B) Directoire civil (1925–1930)

  • Les propositions politiques que Primo de Rivera et le Directoire civil ont tentées ont fini en échec ; ils n'ont pas disposé de l'appui nécessaire pour être institutionnalisées.

  • D'autre part, tant les partis dynastiques que les républicains n’ont jamais appuyé les projets politiques de Primo de Rivera. Les relations entre le dictateur et l'armée se sont détériorées lorsque le général a voulu imposer que les avancements se réalisent sur la base du mérite et des capacités, et non sur celle de l'ancienneté. Depuis lors, une partie de l'armée s'est opposée au dictateur et s'est rapprochée des idées républicaines. Il n'a pas non plus su maintenir l'appui initial de l'Église catholique en raison de son attitude et de ses mœurs.

  • Le Directoire civil a obtenu de meilleurs résultats en matière de politique sociale grâce à l'intervention intensive de l'État dans les questions économiques et dans les relations entre entrepreneurs et travailleurs. Des comités paritaires ont été créés pour résoudre les affrontements entre entrepreneurs et salariés concernant les conditions de travail, ce qui a favorisé la stabilité de l'emploi. Le tout a été accompagné de quelques lois sociales paternalistes qui ont augmenté les prestations de la sécurité sociale et accordé des allocations à de nombreuses familles, notamment en cas de maternité.
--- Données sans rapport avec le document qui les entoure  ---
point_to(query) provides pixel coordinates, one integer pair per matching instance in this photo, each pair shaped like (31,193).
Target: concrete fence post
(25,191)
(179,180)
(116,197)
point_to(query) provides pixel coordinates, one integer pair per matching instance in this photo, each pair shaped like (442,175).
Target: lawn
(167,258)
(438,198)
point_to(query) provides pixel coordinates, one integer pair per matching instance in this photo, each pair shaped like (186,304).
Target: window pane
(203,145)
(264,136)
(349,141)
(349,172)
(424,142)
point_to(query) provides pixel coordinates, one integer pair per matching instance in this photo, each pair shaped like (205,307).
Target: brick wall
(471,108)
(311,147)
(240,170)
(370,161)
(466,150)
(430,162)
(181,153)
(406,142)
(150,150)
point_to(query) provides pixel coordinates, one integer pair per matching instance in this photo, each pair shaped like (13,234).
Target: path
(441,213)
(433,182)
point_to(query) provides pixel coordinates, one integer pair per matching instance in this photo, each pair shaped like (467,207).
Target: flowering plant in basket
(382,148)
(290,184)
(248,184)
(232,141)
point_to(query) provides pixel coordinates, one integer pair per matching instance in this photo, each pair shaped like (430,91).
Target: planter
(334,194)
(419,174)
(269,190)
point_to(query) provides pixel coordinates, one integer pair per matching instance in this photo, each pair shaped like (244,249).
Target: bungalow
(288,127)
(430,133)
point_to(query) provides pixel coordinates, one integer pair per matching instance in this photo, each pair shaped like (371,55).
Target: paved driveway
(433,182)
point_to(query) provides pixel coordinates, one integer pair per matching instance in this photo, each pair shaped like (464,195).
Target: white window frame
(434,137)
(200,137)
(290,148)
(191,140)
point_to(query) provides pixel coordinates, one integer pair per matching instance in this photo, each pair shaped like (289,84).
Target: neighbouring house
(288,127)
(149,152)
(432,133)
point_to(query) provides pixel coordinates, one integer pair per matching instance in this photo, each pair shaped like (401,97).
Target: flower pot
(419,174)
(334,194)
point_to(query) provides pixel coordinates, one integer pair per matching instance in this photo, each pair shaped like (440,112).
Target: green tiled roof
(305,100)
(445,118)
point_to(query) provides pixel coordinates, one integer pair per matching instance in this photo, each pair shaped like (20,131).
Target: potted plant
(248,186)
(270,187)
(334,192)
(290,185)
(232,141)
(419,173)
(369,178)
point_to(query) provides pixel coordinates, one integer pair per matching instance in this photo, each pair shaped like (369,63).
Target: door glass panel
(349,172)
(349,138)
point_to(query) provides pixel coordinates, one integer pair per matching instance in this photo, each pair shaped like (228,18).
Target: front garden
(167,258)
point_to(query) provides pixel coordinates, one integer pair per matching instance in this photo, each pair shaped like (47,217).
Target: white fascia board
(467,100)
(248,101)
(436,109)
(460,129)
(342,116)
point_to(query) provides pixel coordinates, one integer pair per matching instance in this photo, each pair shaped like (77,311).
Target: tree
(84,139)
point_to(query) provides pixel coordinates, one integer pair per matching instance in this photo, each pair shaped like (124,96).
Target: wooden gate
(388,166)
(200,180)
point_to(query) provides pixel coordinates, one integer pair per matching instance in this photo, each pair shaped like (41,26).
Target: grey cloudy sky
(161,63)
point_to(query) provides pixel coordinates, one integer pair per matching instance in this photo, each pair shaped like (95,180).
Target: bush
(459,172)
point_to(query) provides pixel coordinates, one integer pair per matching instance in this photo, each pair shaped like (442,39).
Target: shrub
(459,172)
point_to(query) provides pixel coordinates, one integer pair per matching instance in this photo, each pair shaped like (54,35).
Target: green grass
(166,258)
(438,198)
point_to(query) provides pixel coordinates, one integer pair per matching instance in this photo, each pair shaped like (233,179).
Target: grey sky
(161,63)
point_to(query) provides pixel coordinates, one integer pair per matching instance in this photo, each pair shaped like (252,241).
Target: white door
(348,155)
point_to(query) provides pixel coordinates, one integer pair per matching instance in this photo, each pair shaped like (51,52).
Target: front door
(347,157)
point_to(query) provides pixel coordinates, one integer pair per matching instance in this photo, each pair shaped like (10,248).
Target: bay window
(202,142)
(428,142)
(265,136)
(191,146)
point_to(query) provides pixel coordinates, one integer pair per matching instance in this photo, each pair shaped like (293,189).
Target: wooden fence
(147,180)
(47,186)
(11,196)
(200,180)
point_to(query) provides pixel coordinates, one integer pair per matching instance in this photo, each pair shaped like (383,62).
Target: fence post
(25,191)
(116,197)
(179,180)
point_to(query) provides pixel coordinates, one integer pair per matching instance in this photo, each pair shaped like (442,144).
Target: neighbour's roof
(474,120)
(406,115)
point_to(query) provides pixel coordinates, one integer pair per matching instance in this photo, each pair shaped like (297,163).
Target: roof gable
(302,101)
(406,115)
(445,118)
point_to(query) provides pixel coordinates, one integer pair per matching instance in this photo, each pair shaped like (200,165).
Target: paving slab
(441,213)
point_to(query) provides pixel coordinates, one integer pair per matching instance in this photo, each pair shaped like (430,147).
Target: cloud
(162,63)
  • Dans une intention régénératrice, inspirée des idées de Joaquín Costa, on a planifié l'économie. José Calvo Sotelo a promu des monopoles étatiques, liés économiquement aux entrepreneurs alliés du dictateur. Grâce à un Plan national d'infrastructures, on a inauguré de grands réservoirs, constitué les confédérations hydrographiques et planifié la construction des routes ainsi que l'amélioration des chemins de fer dans toute l'Espagne. Ces grands travaux ont été financés à l'aide des banques. Les investissements étrangers et la production ont augmenté dans tous les secteurs industriels, ce qui a, à son tour, accentué les mouvements migratoires de la campagne vers la ville. L'industrie nationale était protégée des importations étrangères et on a créé un Conseil économique national, chargé d'autoriser l'installation de nouvelles industries en Espagne.

  • Une preuve de l'amélioration de l'économie est le succès des Expositions universelles de 1929, organisées à Séville et à Barcelone.